Do You Know What You’re Invested In?
Mutual fund investors may have more in common than they think. In fact, many of the largest U.S. mutual funds hold considerable positions in the same stocks, and it’s no coincidence that the same names keep popping up. While the objectives of funds may vary, most mutual funds have the same overall goal—capital appreciation. So while different funds employ numerous strategies based on unique objectives, there is a common denominator in that fund managers typically focus on stocks with historically strong performance.
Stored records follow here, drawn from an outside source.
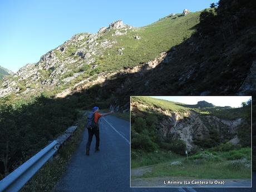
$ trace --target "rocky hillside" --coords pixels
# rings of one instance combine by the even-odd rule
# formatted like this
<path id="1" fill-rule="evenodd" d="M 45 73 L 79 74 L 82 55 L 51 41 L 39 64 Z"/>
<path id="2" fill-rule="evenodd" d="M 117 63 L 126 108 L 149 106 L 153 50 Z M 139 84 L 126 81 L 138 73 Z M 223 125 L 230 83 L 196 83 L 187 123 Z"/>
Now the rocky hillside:
<path id="1" fill-rule="evenodd" d="M 126 111 L 129 110 L 130 95 L 253 95 L 256 90 L 254 8 L 256 6 L 250 1 L 247 3 L 220 1 L 217 8 L 199 13 L 200 22 L 190 28 L 194 31 L 190 37 L 183 38 L 181 43 L 170 46 L 150 62 L 125 67 L 107 75 L 98 75 L 98 79 L 90 84 L 77 85 L 60 96 L 88 96 Z M 155 35 L 163 32 L 163 26 L 168 26 L 168 22 L 185 21 L 192 14 L 177 17 L 170 15 L 172 17 L 163 18 L 146 28 L 152 32 L 157 25 L 160 31 Z M 189 24 L 192 20 L 186 22 Z M 159 40 L 160 36 L 155 37 L 152 40 L 157 40 L 155 43 L 159 46 L 165 43 Z M 165 37 L 166 41 L 176 39 Z M 122 56 L 125 56 L 125 50 Z M 138 50 L 133 53 L 139 53 L 144 48 Z"/>
<path id="2" fill-rule="evenodd" d="M 148 97 L 131 97 L 132 146 L 135 149 L 139 147 L 136 145 L 137 139 L 142 139 L 140 137 L 144 135 L 147 135 L 160 147 L 181 142 L 186 150 L 192 152 L 226 142 L 250 145 L 245 144 L 243 141 L 245 136 L 250 140 L 250 106 L 247 109 L 223 107 L 220 112 L 220 107 L 195 110 L 185 106 Z M 219 111 L 218 115 L 215 115 L 213 110 Z M 233 118 L 227 118 L 225 113 L 232 113 Z M 141 130 L 143 126 L 140 121 L 147 122 L 148 118 L 154 119 L 154 129 L 149 124 L 144 130 Z M 244 130 L 249 131 L 247 131 L 248 135 L 241 134 Z M 156 138 L 152 137 L 154 134 L 157 135 Z"/>
<path id="3" fill-rule="evenodd" d="M 74 35 L 37 63 L 5 77 L 0 83 L 0 97 L 11 93 L 24 97 L 45 91 L 65 92 L 99 77 L 146 63 L 189 38 L 199 14 L 174 14 L 139 28 L 119 20 L 97 33 Z"/>
<path id="4" fill-rule="evenodd" d="M 4 76 L 12 75 L 13 73 L 10 70 L 0 66 L 0 80 L 2 79 Z"/>

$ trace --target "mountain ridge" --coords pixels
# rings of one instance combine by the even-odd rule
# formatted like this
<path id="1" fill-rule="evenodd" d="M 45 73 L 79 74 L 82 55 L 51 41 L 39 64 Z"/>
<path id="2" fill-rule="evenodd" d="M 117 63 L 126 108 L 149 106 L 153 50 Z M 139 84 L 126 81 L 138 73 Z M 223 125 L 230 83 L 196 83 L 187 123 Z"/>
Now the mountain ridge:
<path id="1" fill-rule="evenodd" d="M 165 17 L 150 24 L 150 28 L 134 27 L 118 20 L 108 27 L 101 27 L 97 33 L 75 35 L 43 55 L 38 62 L 26 65 L 13 77 L 4 78 L 0 85 L 0 96 L 11 93 L 24 96 L 45 90 L 65 90 L 73 82 L 79 82 L 102 72 L 146 63 L 163 51 L 167 51 L 172 44 L 182 41 L 184 36 L 189 36 L 192 32 L 189 26 L 198 22 L 199 13 L 190 13 L 175 19 Z M 191 23 L 185 23 L 186 21 Z M 171 29 L 174 25 L 178 25 L 180 31 Z M 173 40 L 156 32 L 173 36 Z M 157 40 L 164 40 L 160 47 L 156 45 L 154 37 L 156 35 L 160 37 Z"/>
A review of the largest U.S. mutual funds reveals that Dow 30 companies and other big name stocks, such as Apple Corp. (AAPL), tend to be common holdings. These stocks appear to be staples that many investors have an unintentional stake in if they invest in mutual funds. For example, if an investor holds a position in one of the top 10 mutual funds in the United States, chances are he or she is also invested in Apple or Microsoft (MSFT – Free Microsoft Stock Report). JPMorgan Chase (JPM – Free JPMorgan Chase Stock Report) and Google (GOOG) are also popular picks among fund managers.
Similarities among the holdings of large mutual funds are interesting for several reasons. First, the common thread comments on which companies in the market tend to be the most attractive investments. Fund managers select stocks based on which companies they believe are likely to perform well, therefore, commonalities among picks in large funds may signal standout issues.
Equities that tend to be favored by large mutual funds may be of interest to individual investors, as well. Following the top investments of these funds can help paint a decent picture of which stocks in the market are worth looking into, and can serve as a guide to those looking for high performance issues. The common holdings among the largest mutual funds are essentially a VIP list of stocks—the companies fund managers believe are most likely to outperform the market.
In addition, many mutual fund investors may invest in individual stocks on their own, potentially increasing their position in certain companies unintentionally. For example, if an investor has 5% of his or her individual portfolio invested in Google, but also invests in a mutual fund that holds stock in the company, the investor’s stake in Google may be higher than intended. It is important to consider how your overall investments are weighted, making it easier to manage your positions. It may be wise for investors to consider reviewing the holdings of their mutual funds and begin tracking how companies are weighted in their overall investment portfolio.
All told, it is most important for investors to fully understand where their money is invested. Odds are if you are a mutual fund investor, you have a stake in some of the most well known companies in the market. It may be prudent to take a closer look at your holdings and monitor the performance of the companies that you have a large stake in.
At the time of this article’s writing, the author did not have any positions in any of the companies mentioned.